The effect of dynamic hydro(geo)logical boundary conditions on redox-zoning in high-energy subterranean estuaries

Abstract

Subterranean estuaries (STE) below beaches are biogeochemical reactors that modify the composition of fresh meteoric groundwater and recirculating seawater before they enter the ocean via submarine groundwater discharge (SGD), which can affect coastal ecosystems. Thereby, prevailing redox conditions have a major impact on the concentrations and mass fluxes of water constituents, e.g., nutrients, metals and organic molecules within the STE. Due to the transient nature of the flow and transport within STEs as well as the variable hydrogeochemical boundary conditions, redox zoning in the STE is likely highly dynamic. Elucidating the factors that affect redox zoning and its dynamics is essential for the interpretation and understanding of hydrogeochemical data and the prediction of coastal solute fluxes.

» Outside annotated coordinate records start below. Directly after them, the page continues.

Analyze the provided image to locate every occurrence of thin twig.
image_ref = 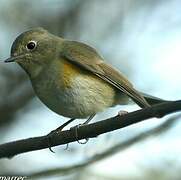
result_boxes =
[0,100,181,158]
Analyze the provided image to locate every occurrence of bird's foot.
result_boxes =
[118,110,128,116]
[70,123,89,144]
[47,119,75,153]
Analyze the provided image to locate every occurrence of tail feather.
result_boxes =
[140,92,169,105]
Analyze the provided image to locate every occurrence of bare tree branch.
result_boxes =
[0,100,181,158]
[26,115,180,179]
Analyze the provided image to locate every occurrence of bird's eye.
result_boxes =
[26,41,37,50]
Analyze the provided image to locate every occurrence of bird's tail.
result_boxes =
[140,92,169,105]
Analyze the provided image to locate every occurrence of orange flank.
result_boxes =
[62,59,87,88]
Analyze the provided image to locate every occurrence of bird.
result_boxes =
[5,27,164,129]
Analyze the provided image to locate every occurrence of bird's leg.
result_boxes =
[47,118,75,153]
[71,114,95,144]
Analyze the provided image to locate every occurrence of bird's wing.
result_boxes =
[60,41,150,107]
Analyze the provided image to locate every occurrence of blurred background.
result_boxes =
[0,0,181,180]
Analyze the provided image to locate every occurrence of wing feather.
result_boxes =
[60,41,150,107]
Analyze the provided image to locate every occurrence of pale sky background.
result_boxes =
[0,0,181,180]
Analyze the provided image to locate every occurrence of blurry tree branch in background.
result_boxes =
[0,100,181,158]
[26,115,180,178]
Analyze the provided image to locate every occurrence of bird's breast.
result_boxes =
[30,60,125,118]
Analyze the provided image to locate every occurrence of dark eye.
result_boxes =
[26,41,37,50]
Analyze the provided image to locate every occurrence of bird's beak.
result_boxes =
[4,54,25,63]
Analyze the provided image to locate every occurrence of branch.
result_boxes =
[0,100,181,158]
[28,115,180,179]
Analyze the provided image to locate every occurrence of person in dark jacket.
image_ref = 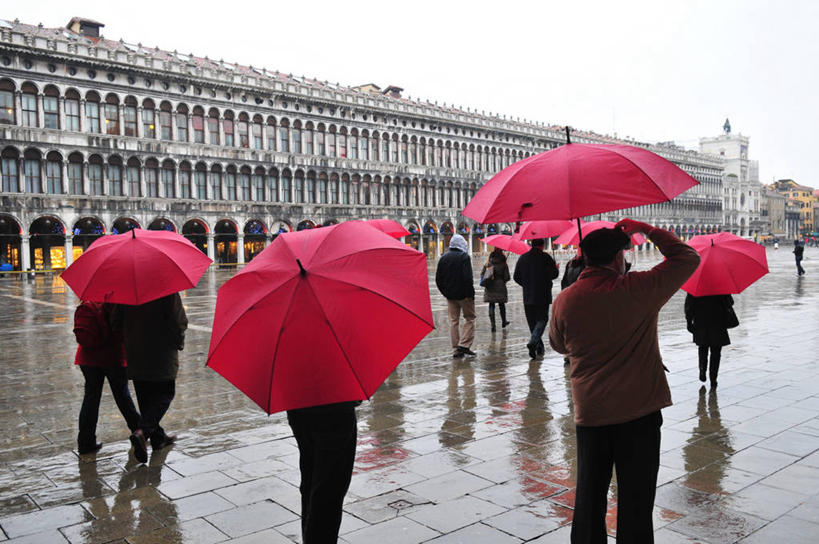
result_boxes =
[74,301,139,455]
[435,234,475,358]
[287,401,361,544]
[514,238,558,359]
[481,248,511,332]
[115,293,188,463]
[685,295,734,387]
[793,240,805,276]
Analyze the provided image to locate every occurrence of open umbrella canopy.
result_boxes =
[554,221,646,246]
[207,221,434,414]
[61,229,212,305]
[463,144,698,223]
[364,219,412,238]
[682,232,768,297]
[481,234,532,255]
[515,219,586,240]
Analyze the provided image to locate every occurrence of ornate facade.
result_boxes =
[0,19,723,270]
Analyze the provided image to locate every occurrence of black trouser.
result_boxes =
[697,346,722,382]
[77,365,139,449]
[571,411,663,544]
[287,407,357,544]
[523,304,549,353]
[134,380,176,445]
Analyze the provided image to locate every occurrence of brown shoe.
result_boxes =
[131,429,148,463]
[151,434,176,450]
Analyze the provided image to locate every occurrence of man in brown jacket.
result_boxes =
[549,219,699,544]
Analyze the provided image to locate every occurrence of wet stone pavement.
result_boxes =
[0,248,819,544]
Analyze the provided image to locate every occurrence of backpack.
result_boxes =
[74,302,111,348]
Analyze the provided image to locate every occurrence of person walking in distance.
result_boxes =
[549,219,700,544]
[481,248,511,332]
[514,238,559,359]
[74,301,139,455]
[115,293,188,463]
[685,294,739,387]
[435,234,475,358]
[793,240,805,276]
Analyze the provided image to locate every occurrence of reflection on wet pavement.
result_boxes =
[0,248,819,544]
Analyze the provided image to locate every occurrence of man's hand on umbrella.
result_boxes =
[614,219,654,236]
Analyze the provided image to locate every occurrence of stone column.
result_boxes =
[236,231,245,264]
[20,234,31,272]
[65,234,74,267]
[208,232,216,261]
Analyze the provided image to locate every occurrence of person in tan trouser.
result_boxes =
[435,234,475,358]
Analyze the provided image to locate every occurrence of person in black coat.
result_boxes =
[514,238,558,359]
[435,234,475,358]
[685,295,734,387]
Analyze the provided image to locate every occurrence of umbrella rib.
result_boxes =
[302,280,370,399]
[311,272,435,328]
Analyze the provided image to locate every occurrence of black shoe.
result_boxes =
[151,434,176,450]
[131,429,148,463]
[77,442,102,455]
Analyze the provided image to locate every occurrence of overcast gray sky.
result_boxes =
[6,0,819,187]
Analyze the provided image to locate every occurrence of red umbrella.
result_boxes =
[682,232,768,297]
[364,219,412,238]
[481,234,532,255]
[515,219,586,240]
[207,221,434,414]
[554,221,646,246]
[463,143,698,223]
[61,229,213,305]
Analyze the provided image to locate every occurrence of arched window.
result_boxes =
[222,111,236,147]
[85,91,102,134]
[161,159,176,198]
[22,83,38,127]
[125,157,142,197]
[23,149,43,194]
[105,156,122,196]
[225,166,236,200]
[67,153,83,195]
[123,96,137,136]
[267,168,279,202]
[145,159,159,197]
[176,104,188,142]
[208,108,219,145]
[252,115,264,149]
[191,106,205,144]
[193,162,208,200]
[46,151,63,195]
[252,166,264,202]
[0,79,16,125]
[43,85,60,129]
[103,93,119,135]
[239,166,251,201]
[179,161,192,198]
[236,112,250,149]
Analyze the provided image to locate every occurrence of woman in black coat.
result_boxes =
[481,248,511,332]
[685,295,736,387]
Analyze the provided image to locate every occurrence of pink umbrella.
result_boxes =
[554,221,646,246]
[515,219,586,240]
[364,219,412,238]
[682,232,768,297]
[481,234,532,255]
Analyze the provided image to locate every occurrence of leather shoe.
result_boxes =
[151,434,176,450]
[77,442,102,455]
[130,429,148,463]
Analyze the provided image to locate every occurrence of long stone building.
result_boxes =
[0,18,724,270]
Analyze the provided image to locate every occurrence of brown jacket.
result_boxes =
[549,228,700,427]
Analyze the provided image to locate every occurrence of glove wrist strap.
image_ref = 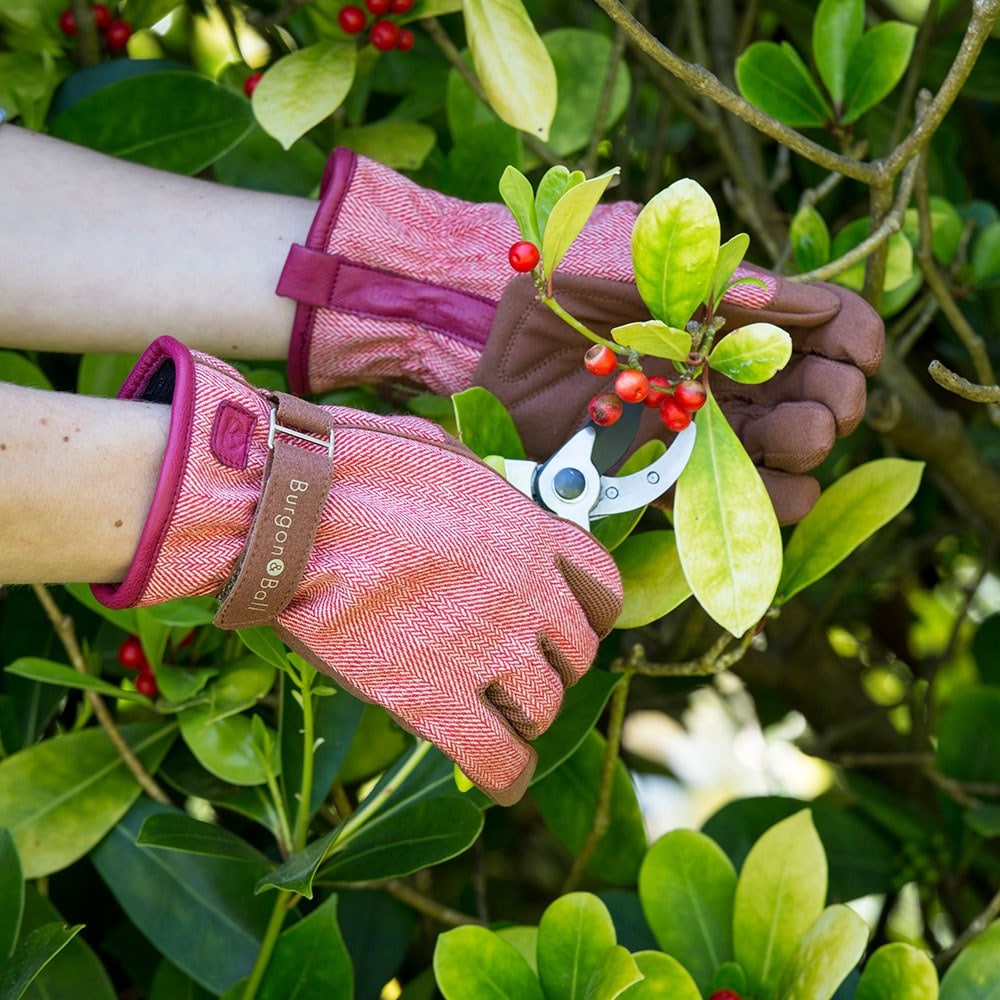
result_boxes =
[215,393,333,629]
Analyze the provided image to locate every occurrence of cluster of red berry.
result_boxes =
[118,635,158,698]
[583,344,707,431]
[59,3,132,52]
[337,0,414,52]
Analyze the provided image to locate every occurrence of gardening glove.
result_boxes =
[94,337,621,803]
[278,149,883,523]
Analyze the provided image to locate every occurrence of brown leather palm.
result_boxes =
[475,275,884,524]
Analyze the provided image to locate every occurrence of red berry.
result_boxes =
[642,375,672,409]
[135,670,158,698]
[660,396,691,431]
[615,368,649,403]
[337,7,368,35]
[368,21,399,52]
[587,392,624,427]
[507,240,539,273]
[118,635,148,670]
[104,21,132,52]
[583,344,618,376]
[674,378,708,413]
[93,3,111,35]
[243,72,264,97]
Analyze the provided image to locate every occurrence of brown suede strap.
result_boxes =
[215,392,333,629]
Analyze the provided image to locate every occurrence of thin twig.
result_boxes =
[31,583,173,806]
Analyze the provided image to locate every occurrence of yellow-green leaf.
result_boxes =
[674,395,781,636]
[253,41,358,149]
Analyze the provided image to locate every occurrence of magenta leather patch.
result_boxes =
[211,400,257,469]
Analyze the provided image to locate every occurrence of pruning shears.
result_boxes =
[504,403,697,531]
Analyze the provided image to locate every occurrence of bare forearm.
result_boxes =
[0,384,170,584]
[0,125,316,359]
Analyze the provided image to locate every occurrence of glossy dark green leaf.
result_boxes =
[4,656,150,705]
[257,896,354,1000]
[841,21,917,125]
[0,722,177,878]
[434,925,547,1000]
[537,892,618,1000]
[542,28,632,158]
[451,386,525,458]
[639,830,736,992]
[91,799,272,994]
[21,885,115,1000]
[135,812,269,865]
[736,42,833,128]
[52,72,253,174]
[0,827,24,965]
[531,730,646,885]
[812,0,865,104]
[0,923,83,1000]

In the present study we investigated the individual and combined effects of storm floods, seasonal changes of temperatures and groundwater recharge rates, as well as beach morphodynamics on the redox behavior, i.e., redox zoning in the STE in a generic modelling approach. A 2D cross-shore density-dependent flow and reactive transport model was set up for this purpose, mimicking a beach aquifer exposed to high-energy conditions due to high tides, waves and storm floods. The results of this study show that redox dynamics can occur well down to a depth of 20 m. Morphodynamics were shown to be the most important factor for redox zoning in the STE. For cases where morphodynamics are less pronounced, e.g., at low-energy sites, storm floods and the seasonal temperature changes may be dominating. Seasonal changes in meteoric groundwater recharge rates seem to be least relevant for the redox dynamics in STEs. The results of the present study increase the understanding of STEs as biogeochemical reactors.